II. Potential Benefits of Mergers & Acquisitions:
**************************************
Allows a firm to obtain in a single transaction
- capabilities or resources that would take years to develop
- reduced costs through consolidation and eliminatiion of redundant positions and activities
- increase in firm's market share & competitive advantage from greater size
III. Problems with M&A
*********************
Majority of M&As fail (http://www.businessweek.com/managing/content/jun2010/ca20100622_394659.htm)
Benefits of M&A are many times not realized.
It
feels like death to most people in the acquired organization, with
lives turned upside down (Welch, 2006). This is why only the most
experienced M&A experts should be selected for the job and tasked
with the responsibility of completing the merger successfully from start
to finish.
IV. How to avoid common traps in M&A and make a successful merger or acquisition?
*********************************************************************
1. Check if the same business result can be achieved at lower risk with a partnership or organic growth.
2. Does it make strategic sense and further the strategic objectives of the firm ?
Is this acquisition aimed at getting quick results that organic growth cannot match ?
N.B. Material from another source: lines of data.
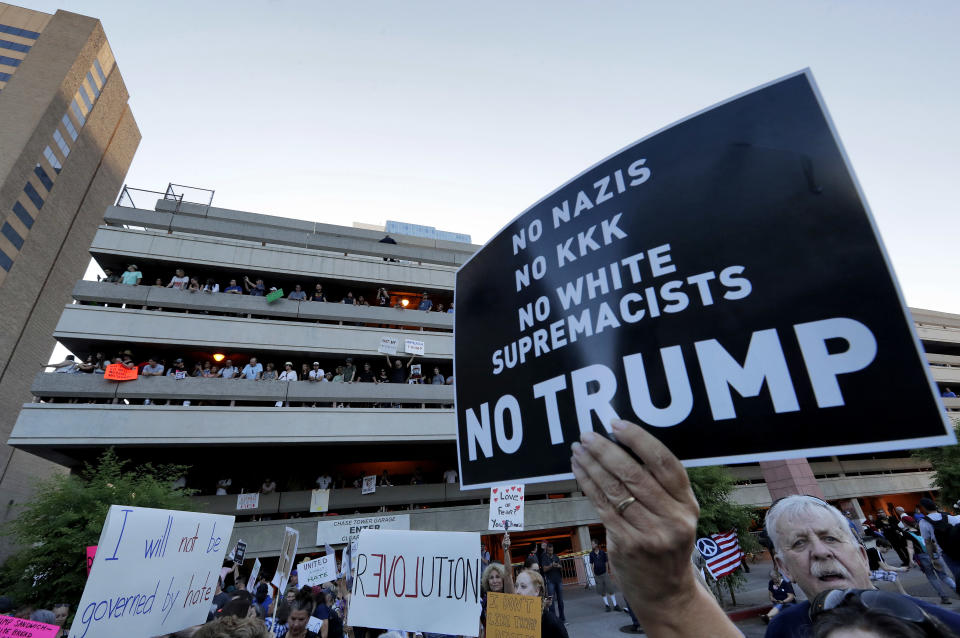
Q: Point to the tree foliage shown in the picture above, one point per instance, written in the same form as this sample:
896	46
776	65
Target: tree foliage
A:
67	514
946	468
712	487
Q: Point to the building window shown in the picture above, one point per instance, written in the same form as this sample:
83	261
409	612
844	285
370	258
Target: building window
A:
62	143
82	92
77	112
12	235
32	192
52	158
23	214
14	46
23	33
70	127
99	69
93	86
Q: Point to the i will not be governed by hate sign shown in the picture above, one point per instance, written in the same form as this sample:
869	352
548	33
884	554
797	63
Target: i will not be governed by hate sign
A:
716	281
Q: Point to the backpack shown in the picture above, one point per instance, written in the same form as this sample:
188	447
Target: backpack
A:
947	535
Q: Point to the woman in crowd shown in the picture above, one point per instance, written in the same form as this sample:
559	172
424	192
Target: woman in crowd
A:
269	374
530	583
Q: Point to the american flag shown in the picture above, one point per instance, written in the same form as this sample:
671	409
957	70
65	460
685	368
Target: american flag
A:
728	558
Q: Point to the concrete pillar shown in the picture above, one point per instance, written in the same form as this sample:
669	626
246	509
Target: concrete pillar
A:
582	542
793	476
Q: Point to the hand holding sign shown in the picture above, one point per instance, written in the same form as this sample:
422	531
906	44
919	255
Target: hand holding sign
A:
651	515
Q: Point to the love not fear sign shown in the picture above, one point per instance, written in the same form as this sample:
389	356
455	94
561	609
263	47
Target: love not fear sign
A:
720	282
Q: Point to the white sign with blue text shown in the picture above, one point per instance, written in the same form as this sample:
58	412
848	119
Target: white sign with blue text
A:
156	572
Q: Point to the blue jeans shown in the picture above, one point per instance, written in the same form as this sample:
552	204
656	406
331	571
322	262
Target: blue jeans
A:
926	566
556	590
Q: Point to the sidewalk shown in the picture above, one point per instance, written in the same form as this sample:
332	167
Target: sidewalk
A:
586	616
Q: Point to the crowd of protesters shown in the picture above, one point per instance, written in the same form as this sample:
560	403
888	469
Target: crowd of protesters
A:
256	287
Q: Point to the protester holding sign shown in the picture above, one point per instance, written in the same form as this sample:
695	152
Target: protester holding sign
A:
650	514
530	583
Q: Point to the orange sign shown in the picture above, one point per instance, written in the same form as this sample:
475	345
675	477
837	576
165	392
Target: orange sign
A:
119	372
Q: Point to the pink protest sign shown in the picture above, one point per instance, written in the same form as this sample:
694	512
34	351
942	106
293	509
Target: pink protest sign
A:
10	626
91	554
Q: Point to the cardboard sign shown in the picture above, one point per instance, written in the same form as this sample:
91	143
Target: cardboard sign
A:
715	282
248	501
412	346
254	573
239	552
288	553
119	372
341	531
513	616
157	573
319	500
317	571
388	345
506	507
10	626
417	581
369	484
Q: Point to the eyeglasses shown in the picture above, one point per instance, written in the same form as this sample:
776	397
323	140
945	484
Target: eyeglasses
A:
875	600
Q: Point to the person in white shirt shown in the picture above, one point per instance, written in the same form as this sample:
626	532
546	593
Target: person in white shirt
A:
316	374
228	371
288	374
179	281
252	370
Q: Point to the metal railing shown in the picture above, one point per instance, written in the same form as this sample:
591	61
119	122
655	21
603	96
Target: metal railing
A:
146	199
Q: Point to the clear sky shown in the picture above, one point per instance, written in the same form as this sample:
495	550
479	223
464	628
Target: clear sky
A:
460	115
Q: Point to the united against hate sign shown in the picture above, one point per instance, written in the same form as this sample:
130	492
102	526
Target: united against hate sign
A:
155	572
720	282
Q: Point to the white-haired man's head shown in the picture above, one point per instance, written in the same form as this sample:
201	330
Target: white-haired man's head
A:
815	546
Is this to Acquire a competitor?
Is this to move quickly into an area where you don't currently compete?
3.
If acquisition is justified, are clear criteria for selection of target
company set ? How will the new company look like? (businessweek.com,
2010)
4. Does the acquisition create value? Does it extend the
capability of the firm ? Does it have scalable IP? Can the acquired
organization take advantage of the firm's strengths to grow rapidly ?
(IBM annual report, 2012)
5. Before starting the merger process, stay aware of the common traps in M&A (Welch, 2005)
Sin#1
- Beware of merger of equals. Anticipate people dueling over who is
really in charge. Identify roles and responsibilities ahead of the
acquisiton.
Sin#2 - Cultural fit based on values of the two companies
is as important as strategic fit that is based on products,
technologies and numbers. Some cultures don't combine, they combust.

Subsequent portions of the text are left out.